Learning From Everything

By now you’ve all heard about Diversity and Comics.  He watches the train wrecks so you don’t have to, but he does it in a way that really helps readers understand WHY current Marvel sucks worse than [insert Razoerfist analogy here].  Now, the man talks about individual comics for the most part, and the teachable moments are spread all over his channel, but after a few videos you start to notice a few trends about Marvel’s bad writing, specifically when it comes to writing women.  Those trends are worth looking for, because his laments about what was lost when the Pigs took over the Marvel Farm provide solid advice for ways to make your female characters more well-rounded, more diverse (in the classical and not SJW sense), and more believable.

Basically, don’t make them all mannish women, and don’t make them all walk, talk, think, and act like immature Manhattan millennial women who think the world is out to get them.

For a more concise commentary on writing female characters, look no further than this video by Mr.

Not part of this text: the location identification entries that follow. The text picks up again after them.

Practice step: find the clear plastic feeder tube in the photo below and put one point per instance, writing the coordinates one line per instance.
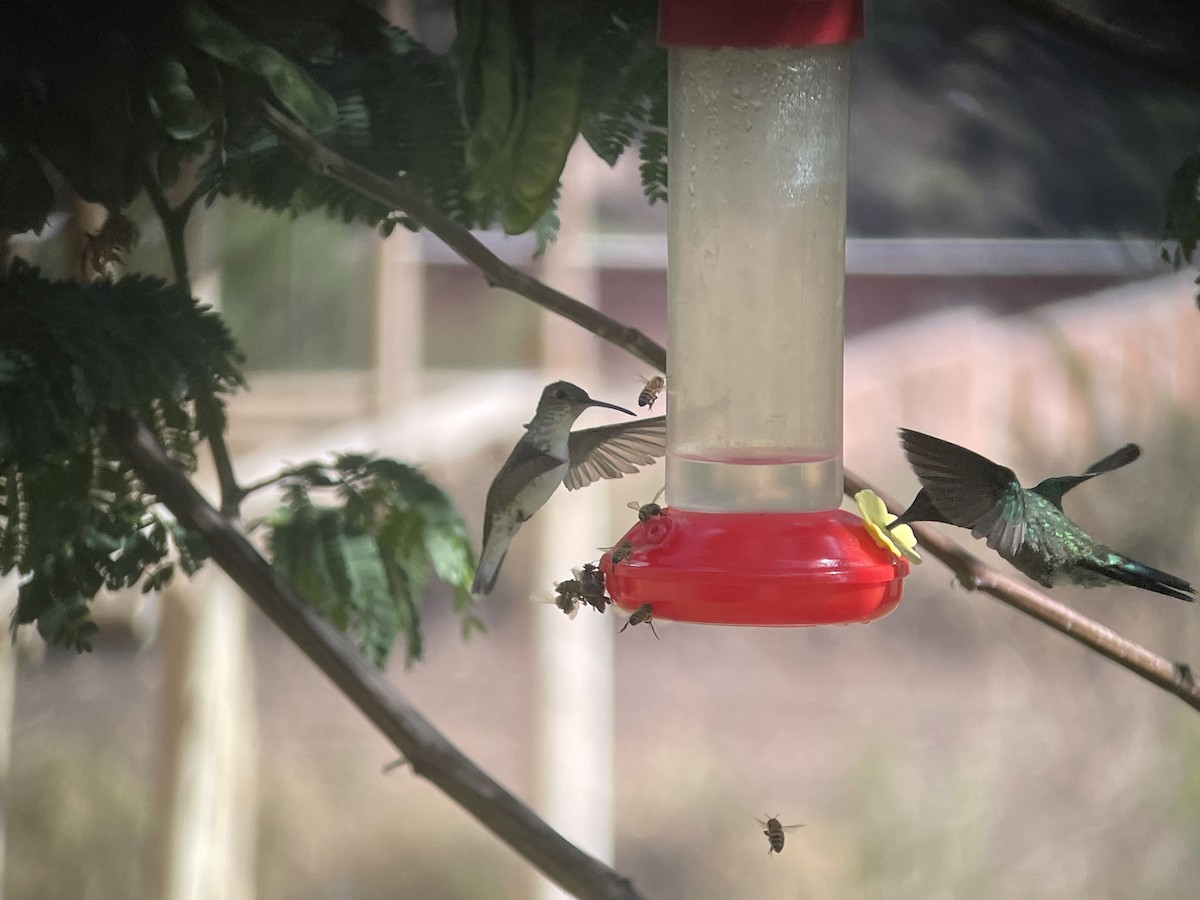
(756, 250)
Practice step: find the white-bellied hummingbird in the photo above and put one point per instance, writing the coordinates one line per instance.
(550, 454)
(1026, 526)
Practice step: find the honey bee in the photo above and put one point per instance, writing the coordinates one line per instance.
(646, 511)
(592, 589)
(621, 551)
(568, 595)
(651, 391)
(642, 613)
(775, 833)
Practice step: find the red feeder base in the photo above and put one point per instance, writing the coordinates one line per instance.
(756, 569)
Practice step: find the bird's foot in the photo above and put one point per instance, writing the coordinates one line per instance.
(1185, 673)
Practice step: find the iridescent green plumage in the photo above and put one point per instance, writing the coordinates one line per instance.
(1026, 526)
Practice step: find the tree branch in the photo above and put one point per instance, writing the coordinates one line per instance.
(426, 750)
(1120, 43)
(174, 223)
(402, 195)
(976, 575)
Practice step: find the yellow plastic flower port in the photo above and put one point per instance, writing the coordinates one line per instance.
(900, 540)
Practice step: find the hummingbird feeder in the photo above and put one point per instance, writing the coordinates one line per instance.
(759, 107)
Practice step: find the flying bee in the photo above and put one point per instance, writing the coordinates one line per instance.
(642, 613)
(651, 391)
(775, 833)
(568, 595)
(621, 551)
(646, 511)
(592, 589)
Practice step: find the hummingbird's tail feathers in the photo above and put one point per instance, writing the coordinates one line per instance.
(1054, 489)
(1116, 460)
(922, 509)
(486, 573)
(1139, 575)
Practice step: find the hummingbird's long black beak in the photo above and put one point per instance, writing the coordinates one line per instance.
(610, 406)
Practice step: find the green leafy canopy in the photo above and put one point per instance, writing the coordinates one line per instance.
(365, 563)
(91, 91)
(73, 520)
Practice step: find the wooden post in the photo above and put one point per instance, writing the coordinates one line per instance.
(205, 802)
(7, 700)
(574, 658)
(400, 294)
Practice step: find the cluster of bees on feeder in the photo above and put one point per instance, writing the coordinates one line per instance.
(587, 587)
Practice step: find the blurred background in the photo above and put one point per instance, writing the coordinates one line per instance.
(1003, 291)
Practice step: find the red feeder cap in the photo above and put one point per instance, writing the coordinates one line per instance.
(756, 569)
(759, 23)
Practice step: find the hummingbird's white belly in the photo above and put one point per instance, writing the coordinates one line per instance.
(539, 490)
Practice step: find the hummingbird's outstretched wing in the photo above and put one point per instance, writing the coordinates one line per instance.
(1139, 575)
(970, 490)
(615, 450)
(1054, 489)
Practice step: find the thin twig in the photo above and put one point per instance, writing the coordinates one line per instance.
(174, 225)
(426, 750)
(976, 575)
(263, 484)
(402, 195)
(1114, 41)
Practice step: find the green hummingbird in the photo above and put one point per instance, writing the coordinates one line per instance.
(550, 454)
(1026, 526)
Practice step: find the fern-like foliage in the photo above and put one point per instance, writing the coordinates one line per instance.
(1181, 232)
(366, 562)
(72, 519)
(396, 113)
(625, 94)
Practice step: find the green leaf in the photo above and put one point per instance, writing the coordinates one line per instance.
(299, 94)
(25, 195)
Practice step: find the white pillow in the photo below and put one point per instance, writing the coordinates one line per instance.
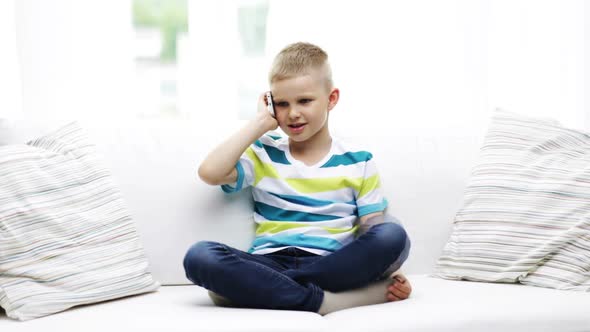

Plinkett.  For all his faults, the creepy serial killer knows his story structure, comedic timing, and characterization.

That video right there is a clinic on how to write better characters, how to write better pacing, and how to deliver a punch line  Take his commentary to heart, don’t be Paul Feig, allow your characters a little vulnerability – especially your female characters – and you’ll be writing at a level well above that of your average milkshake drinking millennial.

About Jon Mollison

Jon Mollison was weaned at the literary knee of Tolkein, Howard, Moore, and Burroughs. He spent decades wandering in the wilderness of modern genre fiction, wondering when the magic and wonder went out of the world of dragons and space ships. In his darkest hour, he encountered a wise man who handed him the open secrets to crafting works that emulate the stories of the great authors who built the genre. They are easily summarized in but two words: Regress Harder. Now one of the twelve champions of the Pulp Revolution, his self-published works represent a more direct lineage to the tales of action, mystery, romance, virtue, and pure unalloyed adventure than the bland imitations churned out by New York City publishing houses in recent decades.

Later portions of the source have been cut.